Allen Institute for AI Releases Largest Open Text Dataset Ever to Boost AI Research Transparency
The Allen Institute for Artificial Intelligence (AI2) has released the largest open-source text dataset ever as a way of promoting transparency in AI research and development. The new Dolma dataset has 3 billion tokens and is slated to form the foundation for AI2’s planned open natural language model known as OLMo.
AI2 has fully documented Dolma’s sources and preparation, including its filtering decisions. The corpus incorporates web pages, academic publications, books, encyclopedias, and code. All personal information was removed during preprocessing to protect privacy. The goal is maximal transparency into how the data is obtained and processed. Users must agree to disclose any models derived from Dolma and refrain from problematic use cases like surveillance. Individuals can also request the removal of personal information.
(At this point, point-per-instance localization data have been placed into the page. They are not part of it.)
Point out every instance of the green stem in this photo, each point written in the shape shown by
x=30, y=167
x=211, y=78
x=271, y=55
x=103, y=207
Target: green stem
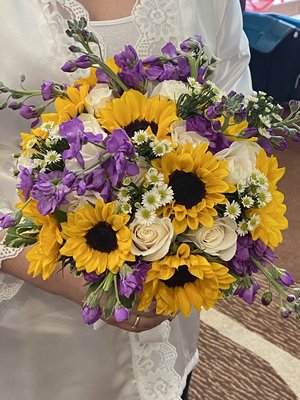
x=280, y=291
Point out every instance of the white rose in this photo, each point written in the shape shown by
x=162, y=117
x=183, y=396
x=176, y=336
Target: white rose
x=97, y=98
x=241, y=157
x=171, y=89
x=152, y=242
x=219, y=240
x=90, y=154
x=74, y=201
x=180, y=135
x=91, y=124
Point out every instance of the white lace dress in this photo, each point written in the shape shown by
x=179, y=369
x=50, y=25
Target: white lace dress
x=46, y=351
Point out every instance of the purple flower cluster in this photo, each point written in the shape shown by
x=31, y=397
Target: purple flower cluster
x=132, y=281
x=133, y=73
x=208, y=129
x=73, y=132
x=242, y=263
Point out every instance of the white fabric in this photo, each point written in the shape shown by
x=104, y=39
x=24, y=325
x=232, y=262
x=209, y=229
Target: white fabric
x=46, y=351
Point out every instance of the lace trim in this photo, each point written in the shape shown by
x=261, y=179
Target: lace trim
x=153, y=359
x=156, y=20
x=8, y=290
x=57, y=12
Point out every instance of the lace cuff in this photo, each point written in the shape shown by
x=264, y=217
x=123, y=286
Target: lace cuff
x=8, y=290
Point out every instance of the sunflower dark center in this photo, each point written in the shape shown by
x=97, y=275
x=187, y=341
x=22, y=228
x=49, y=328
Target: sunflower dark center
x=102, y=238
x=188, y=189
x=181, y=277
x=138, y=125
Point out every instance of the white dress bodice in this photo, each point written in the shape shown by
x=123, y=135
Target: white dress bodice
x=46, y=351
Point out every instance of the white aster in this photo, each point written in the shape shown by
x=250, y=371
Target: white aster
x=253, y=222
x=166, y=194
x=233, y=210
x=247, y=201
x=140, y=137
x=242, y=228
x=144, y=216
x=52, y=157
x=123, y=194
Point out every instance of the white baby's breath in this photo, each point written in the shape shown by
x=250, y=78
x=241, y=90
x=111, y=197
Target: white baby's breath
x=145, y=216
x=233, y=210
x=253, y=222
x=242, y=228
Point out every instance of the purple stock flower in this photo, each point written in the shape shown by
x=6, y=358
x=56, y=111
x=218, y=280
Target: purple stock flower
x=132, y=278
x=242, y=263
x=285, y=278
x=91, y=315
x=25, y=182
x=48, y=193
x=50, y=90
x=7, y=221
x=132, y=73
x=73, y=132
x=247, y=293
x=121, y=314
x=30, y=111
x=203, y=126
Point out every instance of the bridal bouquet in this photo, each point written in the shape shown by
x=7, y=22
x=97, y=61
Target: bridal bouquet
x=151, y=183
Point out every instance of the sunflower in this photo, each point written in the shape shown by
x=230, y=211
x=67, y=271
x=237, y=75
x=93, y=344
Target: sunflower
x=44, y=255
x=133, y=112
x=73, y=103
x=272, y=219
x=198, y=182
x=97, y=238
x=182, y=281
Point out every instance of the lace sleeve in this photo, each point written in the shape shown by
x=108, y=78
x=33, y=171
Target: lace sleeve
x=8, y=289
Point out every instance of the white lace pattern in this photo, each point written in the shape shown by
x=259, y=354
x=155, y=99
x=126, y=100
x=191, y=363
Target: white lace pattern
x=8, y=290
x=153, y=359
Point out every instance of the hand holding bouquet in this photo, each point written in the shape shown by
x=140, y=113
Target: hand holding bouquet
x=151, y=183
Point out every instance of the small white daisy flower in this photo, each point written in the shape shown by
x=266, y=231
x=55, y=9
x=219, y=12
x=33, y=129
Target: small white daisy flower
x=47, y=126
x=52, y=157
x=140, y=137
x=247, y=201
x=264, y=197
x=242, y=228
x=166, y=194
x=151, y=199
x=144, y=216
x=126, y=208
x=233, y=210
x=31, y=143
x=253, y=222
x=154, y=177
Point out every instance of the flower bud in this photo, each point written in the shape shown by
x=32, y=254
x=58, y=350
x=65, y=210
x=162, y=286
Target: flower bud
x=266, y=298
x=91, y=315
x=285, y=312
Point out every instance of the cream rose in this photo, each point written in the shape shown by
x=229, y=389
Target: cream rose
x=97, y=98
x=91, y=124
x=171, y=89
x=152, y=242
x=219, y=240
x=180, y=135
x=241, y=157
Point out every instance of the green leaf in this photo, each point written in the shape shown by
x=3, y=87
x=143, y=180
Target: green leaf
x=127, y=302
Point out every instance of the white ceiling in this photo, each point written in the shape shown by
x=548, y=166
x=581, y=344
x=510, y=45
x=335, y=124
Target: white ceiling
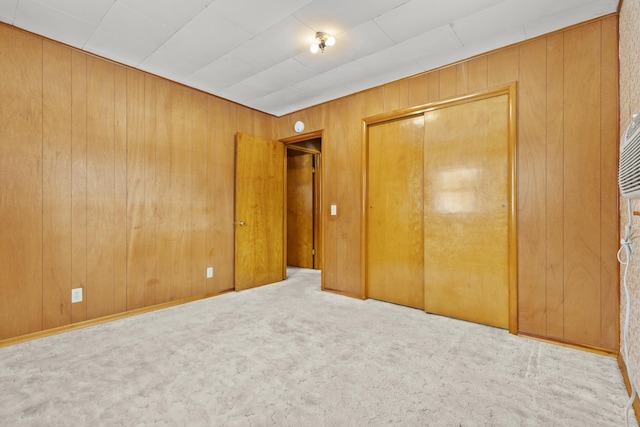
x=256, y=52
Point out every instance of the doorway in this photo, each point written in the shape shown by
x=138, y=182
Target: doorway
x=303, y=197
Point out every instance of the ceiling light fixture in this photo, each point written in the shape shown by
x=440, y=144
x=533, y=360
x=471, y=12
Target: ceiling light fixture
x=322, y=40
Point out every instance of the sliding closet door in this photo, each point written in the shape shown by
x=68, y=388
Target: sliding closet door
x=394, y=212
x=467, y=203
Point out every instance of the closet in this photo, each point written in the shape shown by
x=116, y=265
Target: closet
x=440, y=216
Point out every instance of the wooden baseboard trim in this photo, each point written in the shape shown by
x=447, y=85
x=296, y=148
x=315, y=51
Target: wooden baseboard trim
x=569, y=344
x=105, y=319
x=344, y=294
x=627, y=383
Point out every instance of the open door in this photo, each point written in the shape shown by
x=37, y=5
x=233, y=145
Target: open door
x=259, y=212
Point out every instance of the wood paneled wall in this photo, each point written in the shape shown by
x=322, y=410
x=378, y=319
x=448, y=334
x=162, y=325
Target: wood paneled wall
x=567, y=162
x=111, y=180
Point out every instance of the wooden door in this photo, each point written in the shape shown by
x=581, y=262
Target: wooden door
x=259, y=237
x=467, y=205
x=394, y=245
x=300, y=218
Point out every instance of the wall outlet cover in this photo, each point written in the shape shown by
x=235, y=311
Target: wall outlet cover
x=76, y=295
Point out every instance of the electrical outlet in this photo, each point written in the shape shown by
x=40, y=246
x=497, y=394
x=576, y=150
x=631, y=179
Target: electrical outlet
x=76, y=295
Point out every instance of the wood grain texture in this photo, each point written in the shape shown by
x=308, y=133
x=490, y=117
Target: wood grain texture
x=466, y=193
x=609, y=280
x=180, y=193
x=502, y=66
x=448, y=82
x=56, y=182
x=135, y=224
x=120, y=189
x=396, y=95
x=582, y=257
x=220, y=201
x=20, y=183
x=260, y=170
x=394, y=229
x=300, y=211
x=79, y=182
x=150, y=192
x=163, y=191
x=101, y=215
x=532, y=187
x=555, y=180
x=199, y=221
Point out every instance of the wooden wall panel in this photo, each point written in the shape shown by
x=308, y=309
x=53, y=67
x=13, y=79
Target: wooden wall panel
x=448, y=82
x=20, y=183
x=199, y=195
x=582, y=106
x=419, y=89
x=56, y=182
x=548, y=174
x=502, y=66
x=135, y=224
x=532, y=187
x=181, y=191
x=222, y=118
x=555, y=180
x=79, y=182
x=462, y=78
x=478, y=74
x=396, y=95
x=120, y=190
x=150, y=192
x=609, y=281
x=107, y=198
x=163, y=191
x=100, y=188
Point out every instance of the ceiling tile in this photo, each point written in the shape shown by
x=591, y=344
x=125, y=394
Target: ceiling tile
x=356, y=43
x=276, y=44
x=128, y=35
x=204, y=39
x=256, y=16
x=279, y=99
x=40, y=19
x=173, y=13
x=165, y=65
x=583, y=12
x=89, y=11
x=221, y=74
x=419, y=16
x=338, y=16
x=284, y=74
x=8, y=11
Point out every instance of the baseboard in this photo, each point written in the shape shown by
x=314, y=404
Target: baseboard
x=627, y=383
x=569, y=344
x=343, y=293
x=87, y=323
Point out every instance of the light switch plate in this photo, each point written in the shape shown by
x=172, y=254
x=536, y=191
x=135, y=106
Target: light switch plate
x=76, y=295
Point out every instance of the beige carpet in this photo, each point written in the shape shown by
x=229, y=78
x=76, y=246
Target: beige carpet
x=290, y=355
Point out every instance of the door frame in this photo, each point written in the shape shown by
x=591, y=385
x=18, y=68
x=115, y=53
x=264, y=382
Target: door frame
x=511, y=91
x=319, y=198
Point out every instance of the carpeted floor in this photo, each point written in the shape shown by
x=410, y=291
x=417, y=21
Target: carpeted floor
x=289, y=354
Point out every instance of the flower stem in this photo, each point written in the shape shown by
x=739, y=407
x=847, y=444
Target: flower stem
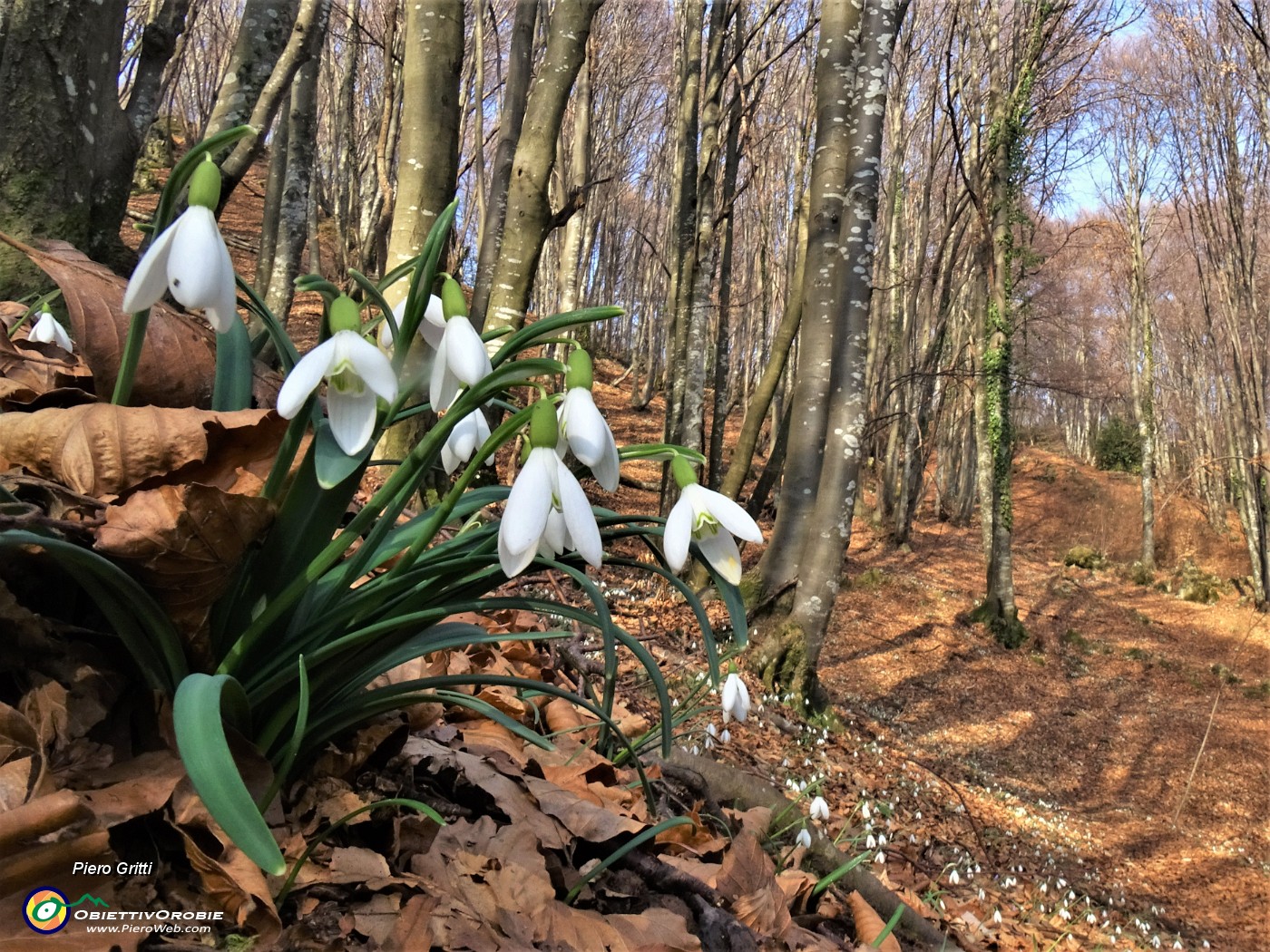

AI2 claims that by making both the data and model open, it can counter the opacity of datasets used by major companies like OpenAI and Meta because it will provide details beyond basic statistics. The openness will supposedly streamline external research and enhance accountability in terms of data sources and training methods. AI2 highlighted the lack of transparency from closed datasets in the chart of models below. Dolma includes all of the information in the columns, while most of these only include a few, if any, of the information researchers would be interested in knowing.
“Since March, we at the Allen Institute for AI have been creating OLMo, an open language model to promote the study of large-scale NLP systems. One of our major goals is to build OLMo in a transparent and open manner by releasing artifacts and documenting processes we followed throughout this project,” AI2 senior applied research scientist Luca Soldaini explained in a blog post. “Overall, we believe that our approach to Dolma is the most appropriate for our first foray in large-scale language modeling; that doesn’t mean it’s the best or only way. In fact, we are excited for future research into curating language modeling corpora, and we hope the Dolma dataset and tools to be valuable starting points for future research.”
At 3 billion tokens, Dolma certainly offers a hefty alternative for large language models. AI2 sees the size as a way to empower researchers to build ethical alternatives and inspect Dolma’s contents. Whether the transparency is enough on its own to allay other concerns during development remains to be seen as generative AI raises more concerns than can be addressed simply by seeing the ingredients for the LLM recipe. Still, Dolma does represent a potentially valuable new resource for those developing LLMs and generative AI tools. The open natural language model AI2 plans to release based on Dolma could lead to broader adoption of its methods too.